Authors: Tong Zheng, Lichang Chen, Simeng Han, R. Thomas McCoy, Heng Huang
Subjects: cs.CL
Abstract URL: https://arxiv.org/abs/2505.15817
Pdf URL: https://arxiv.org/pdf/2505.15817
Copy Paste: [[2505.15817]] Learning to Reason via Mixture-of-Thought for Logical Reasoning(https://arxiv.org/abs/2505.15817)
Keywords: llm, chain-of-thought
Abstract: Human beings naturally utilize multiple reasoning modalities to learn and solve logical problems, i.e., different representational formats such as natural language, code, and symbolic logic. In contrast, most existing LLM-based approaches operate with a single reasoning modality during training, typically natural language. Although some methods explored modality selection or augmentation at inference time, the training process remains modality-blind, limiting synergy among modalities. To fill in this gap, we propose Mixture-of-Thought (MoT), a framework that enables LLMs to reason across three complementary modalities: natural language, code, and a newly introduced symbolic modality, truth-table, which systematically enumerates logical cases and partially mitigates key failure modes in natural language reasoning. MoT adopts a two-phase design: (1) self-evolving MoT training, which jointly learns from filtered, self-generated rationales across modalities; and (2) MoT inference, which fully leverages the synergy of three modalities to produce better predictions. Experiments on logical reasoning benchmarks including FOLIO and ProofWriter demonstrate that our MoT framework consistently and significantly outperforms strong LLM baselines with single-modality chain-of-thought approaches, achieving up to +11.7pp average accuracy gain. Further analyses show that our MoT framework benefits both training and inference stages; that it is particularly effective on harder logical reasoning problems; and that different modalities contribute complementary strengths, with truth-table reasoning helping to overcome key bottlenecks in natural language inference.

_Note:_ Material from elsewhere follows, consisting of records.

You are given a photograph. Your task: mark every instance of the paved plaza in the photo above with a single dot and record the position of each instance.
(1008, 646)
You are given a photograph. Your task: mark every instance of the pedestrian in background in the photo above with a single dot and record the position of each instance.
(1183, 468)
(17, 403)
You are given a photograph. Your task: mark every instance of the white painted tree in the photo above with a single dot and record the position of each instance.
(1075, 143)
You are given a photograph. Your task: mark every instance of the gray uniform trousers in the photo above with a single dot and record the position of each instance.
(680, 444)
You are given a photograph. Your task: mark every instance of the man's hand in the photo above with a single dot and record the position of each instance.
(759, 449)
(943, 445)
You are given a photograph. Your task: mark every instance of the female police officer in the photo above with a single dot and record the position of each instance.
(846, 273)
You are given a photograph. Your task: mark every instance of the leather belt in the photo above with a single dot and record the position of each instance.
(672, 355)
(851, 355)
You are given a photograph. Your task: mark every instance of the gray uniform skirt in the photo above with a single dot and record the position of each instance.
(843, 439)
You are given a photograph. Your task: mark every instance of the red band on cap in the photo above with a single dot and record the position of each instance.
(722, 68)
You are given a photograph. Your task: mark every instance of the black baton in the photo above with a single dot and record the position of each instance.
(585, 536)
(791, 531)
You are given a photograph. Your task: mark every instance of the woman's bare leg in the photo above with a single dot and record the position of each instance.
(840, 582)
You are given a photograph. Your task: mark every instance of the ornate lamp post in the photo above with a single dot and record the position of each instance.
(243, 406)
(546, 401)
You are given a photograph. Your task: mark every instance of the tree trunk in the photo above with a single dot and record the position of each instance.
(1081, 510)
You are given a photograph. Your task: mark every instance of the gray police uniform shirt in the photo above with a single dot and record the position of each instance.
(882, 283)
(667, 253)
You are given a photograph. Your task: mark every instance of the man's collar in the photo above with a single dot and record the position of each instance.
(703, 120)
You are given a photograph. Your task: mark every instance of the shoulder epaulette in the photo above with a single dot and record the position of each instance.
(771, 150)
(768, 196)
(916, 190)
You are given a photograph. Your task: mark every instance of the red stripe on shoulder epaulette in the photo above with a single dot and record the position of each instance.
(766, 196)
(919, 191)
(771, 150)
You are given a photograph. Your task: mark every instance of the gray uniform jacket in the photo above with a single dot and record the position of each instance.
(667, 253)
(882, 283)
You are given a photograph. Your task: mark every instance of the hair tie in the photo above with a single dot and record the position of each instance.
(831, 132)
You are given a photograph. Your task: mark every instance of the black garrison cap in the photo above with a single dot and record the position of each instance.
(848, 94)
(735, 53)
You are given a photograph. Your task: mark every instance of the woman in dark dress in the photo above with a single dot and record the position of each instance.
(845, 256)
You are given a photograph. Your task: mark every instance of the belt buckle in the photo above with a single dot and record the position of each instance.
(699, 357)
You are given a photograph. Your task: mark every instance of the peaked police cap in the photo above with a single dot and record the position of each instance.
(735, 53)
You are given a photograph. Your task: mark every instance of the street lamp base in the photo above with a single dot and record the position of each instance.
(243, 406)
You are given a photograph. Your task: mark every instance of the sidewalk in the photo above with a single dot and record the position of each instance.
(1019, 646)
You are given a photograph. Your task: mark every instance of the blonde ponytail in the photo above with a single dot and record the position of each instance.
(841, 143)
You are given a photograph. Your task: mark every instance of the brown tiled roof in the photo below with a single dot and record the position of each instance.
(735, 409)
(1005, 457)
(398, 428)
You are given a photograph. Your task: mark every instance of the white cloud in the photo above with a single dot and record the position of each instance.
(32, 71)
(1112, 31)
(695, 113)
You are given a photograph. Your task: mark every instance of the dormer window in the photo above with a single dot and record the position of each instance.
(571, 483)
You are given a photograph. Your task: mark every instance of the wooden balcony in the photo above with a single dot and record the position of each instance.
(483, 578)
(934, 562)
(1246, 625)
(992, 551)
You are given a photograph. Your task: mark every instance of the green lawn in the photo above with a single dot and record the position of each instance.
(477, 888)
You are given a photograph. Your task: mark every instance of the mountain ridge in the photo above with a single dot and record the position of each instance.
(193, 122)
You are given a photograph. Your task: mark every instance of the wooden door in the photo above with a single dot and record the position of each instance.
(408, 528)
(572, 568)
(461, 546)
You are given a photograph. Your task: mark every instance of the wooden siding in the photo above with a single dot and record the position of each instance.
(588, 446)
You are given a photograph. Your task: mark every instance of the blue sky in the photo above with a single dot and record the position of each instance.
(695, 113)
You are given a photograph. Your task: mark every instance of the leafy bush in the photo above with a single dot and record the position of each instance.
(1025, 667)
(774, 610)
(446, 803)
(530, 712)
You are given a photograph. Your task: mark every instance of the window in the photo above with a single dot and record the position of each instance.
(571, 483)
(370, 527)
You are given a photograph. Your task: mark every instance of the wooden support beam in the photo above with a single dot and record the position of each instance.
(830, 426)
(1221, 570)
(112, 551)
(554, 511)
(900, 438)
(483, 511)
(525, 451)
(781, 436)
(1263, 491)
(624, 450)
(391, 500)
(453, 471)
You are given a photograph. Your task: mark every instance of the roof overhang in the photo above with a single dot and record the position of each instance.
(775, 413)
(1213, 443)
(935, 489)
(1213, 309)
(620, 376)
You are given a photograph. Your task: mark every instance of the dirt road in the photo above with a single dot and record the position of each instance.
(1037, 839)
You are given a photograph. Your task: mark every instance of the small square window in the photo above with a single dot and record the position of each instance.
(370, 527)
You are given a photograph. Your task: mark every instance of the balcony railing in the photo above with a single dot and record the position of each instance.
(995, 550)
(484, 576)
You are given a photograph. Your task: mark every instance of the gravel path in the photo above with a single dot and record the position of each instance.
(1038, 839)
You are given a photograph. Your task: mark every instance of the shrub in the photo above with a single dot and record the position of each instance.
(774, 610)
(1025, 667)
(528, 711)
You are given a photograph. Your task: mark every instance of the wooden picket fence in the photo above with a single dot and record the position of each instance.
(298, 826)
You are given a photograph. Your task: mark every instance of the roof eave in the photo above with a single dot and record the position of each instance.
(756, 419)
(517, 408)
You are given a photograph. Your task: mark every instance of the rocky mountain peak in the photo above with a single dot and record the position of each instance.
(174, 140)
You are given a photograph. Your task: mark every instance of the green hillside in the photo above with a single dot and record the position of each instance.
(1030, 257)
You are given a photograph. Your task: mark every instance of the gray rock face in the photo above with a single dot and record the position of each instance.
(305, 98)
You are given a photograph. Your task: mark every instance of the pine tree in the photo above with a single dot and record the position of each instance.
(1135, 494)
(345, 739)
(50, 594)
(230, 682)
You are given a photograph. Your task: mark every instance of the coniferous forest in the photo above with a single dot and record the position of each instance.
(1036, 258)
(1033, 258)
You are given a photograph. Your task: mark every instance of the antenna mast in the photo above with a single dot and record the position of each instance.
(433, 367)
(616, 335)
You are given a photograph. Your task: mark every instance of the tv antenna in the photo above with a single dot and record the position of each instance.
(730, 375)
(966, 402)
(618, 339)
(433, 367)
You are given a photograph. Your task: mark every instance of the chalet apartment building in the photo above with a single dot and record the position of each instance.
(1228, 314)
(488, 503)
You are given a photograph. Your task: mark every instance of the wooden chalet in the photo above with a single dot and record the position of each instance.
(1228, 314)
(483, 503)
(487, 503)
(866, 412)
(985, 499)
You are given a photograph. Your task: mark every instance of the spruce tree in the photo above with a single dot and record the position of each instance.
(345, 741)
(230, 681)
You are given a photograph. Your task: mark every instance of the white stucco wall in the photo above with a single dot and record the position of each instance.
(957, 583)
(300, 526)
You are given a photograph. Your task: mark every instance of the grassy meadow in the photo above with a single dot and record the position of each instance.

摘要：人类自然会利用多种推理方式来学习和解决逻辑问题，即不同的代表性格式，例如自然语言，代码和符号逻辑。相比之下，大多数现有的基于LLM的方法在训练过程中以单一的推理方式（通常是自然语言）运作。尽管某些方法在推理时探索了模态选择或增强，但训练过程仍然是模盲，限制了模态之间的协同作用。为了填补这一空白，我们提出了一个思想（MOT）的混合物，该框架使LLM可以跨越三种互补方式进行推理：自然语言，代码和新引入的象征性模式，真理桌子，系统地列举了逻辑案例，并在自然语言的自然语言推理中部分减轻关键失败模式。 MOT采用了两阶段的设计：（1）自我发展的MOT训练，该培训从模式的越来越多的自我生成的理由中共同学习；（2）MOT推断，它完全利用了三种方式的协同作用来产生更好的预测。对逻辑推理基准（包括对开本和证明作者）在内的实验表明，我们的MOT框架始终如一地超过了具有单模式链方法的强LLM基准，从而实现了高达 +11.7pp的平均准确性增长。进一步的分析表明，我们的MOT框架有利于培训和推理阶段。它对更困难的逻辑推理问题特别有效；而且，不同的方式可以促进互补的优势，并有助于克服自然语言推断的关键瓶颈。